Winners: Nvidia, ARM. Losers: AMD, Broadcom, Intel, Arista.

Meta is laying it out in no uncertain terms: its AI build-out will be brought to you by Nvidia.

In pair of press releases after the close on Tuesday, the social media giant and chip designer detailed a “multi-year, multi-generational strategic partnership” that “will enable the large-scale deployment of NVIDIA CPUs and millions of NVIDIA Blackwell and Rubin GPUs, as well as the integration of NVIDIA Spectrum-X Ethernet switches for Meta’s Facebook Open Switching System platform.”

There’s also a deeper integration with a very commonly used communications tool at play. “Meta has adopted NVIDIA Confidential Computing for WhatsApp private processing, enabling AI-powered capabilities across the messaging platform,” per the press release, with plans to add these capabilities to other use cases at the Zuckerberg-led firm.

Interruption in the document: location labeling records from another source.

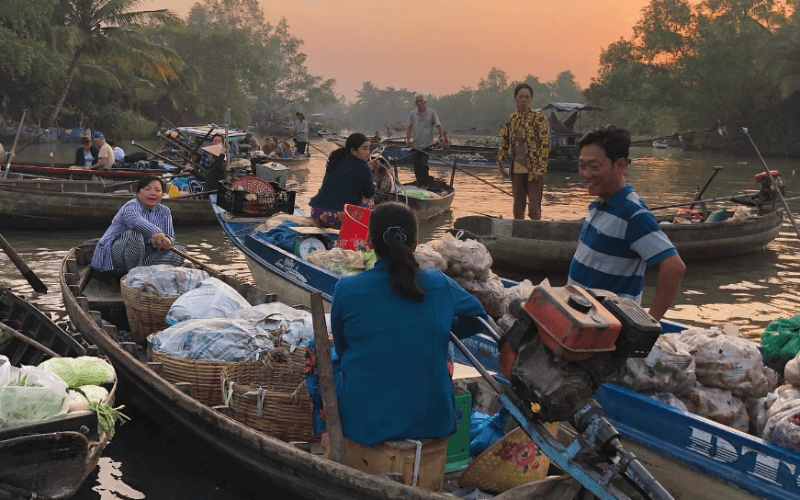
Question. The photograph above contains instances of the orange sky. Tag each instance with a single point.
(439, 46)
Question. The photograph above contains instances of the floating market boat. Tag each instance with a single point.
(49, 459)
(245, 457)
(61, 204)
(687, 454)
(541, 247)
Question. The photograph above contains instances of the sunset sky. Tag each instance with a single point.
(438, 46)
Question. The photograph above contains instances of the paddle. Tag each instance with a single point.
(28, 340)
(191, 259)
(772, 182)
(29, 275)
(330, 403)
(14, 146)
(463, 171)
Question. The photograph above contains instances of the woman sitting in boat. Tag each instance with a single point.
(348, 180)
(140, 234)
(391, 331)
(86, 155)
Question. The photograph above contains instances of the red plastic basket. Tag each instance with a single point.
(355, 228)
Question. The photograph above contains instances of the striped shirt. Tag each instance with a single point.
(619, 239)
(132, 215)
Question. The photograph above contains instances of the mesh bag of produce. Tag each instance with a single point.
(669, 367)
(83, 370)
(31, 396)
(727, 362)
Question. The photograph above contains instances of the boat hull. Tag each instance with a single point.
(63, 205)
(546, 247)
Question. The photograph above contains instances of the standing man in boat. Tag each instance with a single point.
(620, 236)
(105, 155)
(526, 141)
(421, 122)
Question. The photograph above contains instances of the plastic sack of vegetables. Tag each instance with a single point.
(83, 370)
(212, 299)
(5, 370)
(33, 395)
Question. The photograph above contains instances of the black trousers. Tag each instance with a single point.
(421, 171)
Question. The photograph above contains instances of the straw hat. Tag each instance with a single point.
(509, 462)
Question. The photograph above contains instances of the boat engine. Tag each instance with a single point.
(566, 341)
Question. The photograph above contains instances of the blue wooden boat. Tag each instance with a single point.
(680, 449)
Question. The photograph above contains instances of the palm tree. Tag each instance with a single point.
(104, 31)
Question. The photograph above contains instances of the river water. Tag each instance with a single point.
(743, 293)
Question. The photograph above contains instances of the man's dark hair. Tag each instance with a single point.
(523, 86)
(615, 141)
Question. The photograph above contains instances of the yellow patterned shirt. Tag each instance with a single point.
(537, 138)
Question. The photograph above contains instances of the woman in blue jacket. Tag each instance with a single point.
(391, 330)
(348, 180)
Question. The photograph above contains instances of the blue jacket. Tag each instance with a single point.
(393, 381)
(349, 181)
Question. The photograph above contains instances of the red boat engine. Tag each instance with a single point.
(567, 341)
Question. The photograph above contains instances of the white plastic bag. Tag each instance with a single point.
(213, 298)
(33, 395)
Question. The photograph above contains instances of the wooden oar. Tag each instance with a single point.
(21, 336)
(333, 424)
(204, 267)
(29, 275)
(14, 146)
(773, 183)
(463, 171)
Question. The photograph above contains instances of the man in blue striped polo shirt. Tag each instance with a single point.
(620, 236)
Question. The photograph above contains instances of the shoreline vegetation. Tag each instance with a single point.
(702, 69)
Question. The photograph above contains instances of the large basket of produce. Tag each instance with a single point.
(202, 374)
(270, 395)
(146, 311)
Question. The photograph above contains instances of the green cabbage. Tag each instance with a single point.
(84, 370)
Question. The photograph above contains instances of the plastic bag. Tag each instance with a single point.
(212, 299)
(783, 426)
(428, 258)
(339, 260)
(83, 370)
(490, 293)
(485, 430)
(726, 362)
(718, 405)
(780, 341)
(669, 367)
(293, 325)
(163, 279)
(217, 339)
(33, 395)
(465, 259)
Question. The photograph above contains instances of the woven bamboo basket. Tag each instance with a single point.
(204, 376)
(270, 395)
(146, 311)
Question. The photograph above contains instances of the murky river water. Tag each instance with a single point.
(746, 292)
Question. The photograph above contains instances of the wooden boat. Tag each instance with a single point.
(241, 455)
(49, 459)
(546, 247)
(665, 451)
(691, 456)
(61, 204)
(63, 171)
(424, 208)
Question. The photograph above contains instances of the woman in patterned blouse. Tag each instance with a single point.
(526, 142)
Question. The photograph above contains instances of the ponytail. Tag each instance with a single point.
(393, 232)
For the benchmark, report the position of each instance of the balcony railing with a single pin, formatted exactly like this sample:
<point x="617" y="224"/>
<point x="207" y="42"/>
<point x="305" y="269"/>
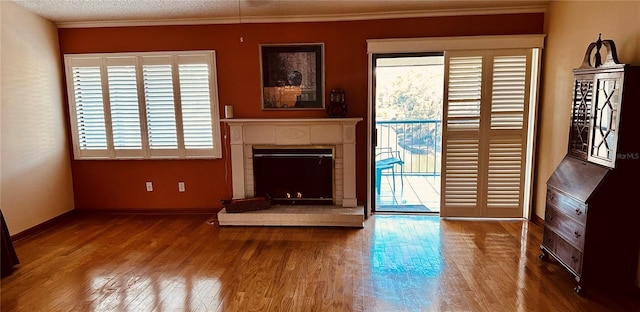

One obvious winner, of course, is Nvidia, as investors may now have a clearer line of sight to millions of GPU sales that includes not only this generation, but future editions, as well. The inclusion of CPUs in this pact, and with an expanded role in data center environments, also appears to be boon for Arm Holdings, whose IP was utilized to develop these products.

Shares of Nvidia, ARM, and Meta rose in after-hours trading, albeit fairly modestly.

The losers?

Nvidia’s competitors in...

AI chips: Advanced Micro Devices and Broadcom, as the dominant incumbent’s big, long-term deal with a hyperscaler seemingly reduce their ability to gain market share.

CPUs: Intel (and AMD again!)

And an established Meta networking client: Arista Networks, who’s seeing Nvidia muscle in on this territory.

Intel was roughly flat in after-hours trading on Tuesday, while the other three stocks fell.

“Meta's partnership with Nvidia — spending tens of billions of dollars on its new family of GPUs and, more importantly, making the first major deployment of Nvidia's stand-alone CPUs for backend CPU servers — suggests rising market share and associated average selling price gains for Arm,” writes Bloomberg Intelligence analyst Oscar Hernandez Tejada. “Increasing server CPU share gains for Nvidia stand to aid Arm's share growth against x86, posing a clear headwind for Intel.”

The press release did not spell out any contractual purchase obligations on Meta’s behalf, but is more of a statement of intent on how aligned the parties plan to be in attempting to deliver on the promise of the AI boom.

Ian Buck, vice president of accelerated computing at Nvidia, said that the companies haven’t assigned a dollar value or timeline to this expanded partnership yet.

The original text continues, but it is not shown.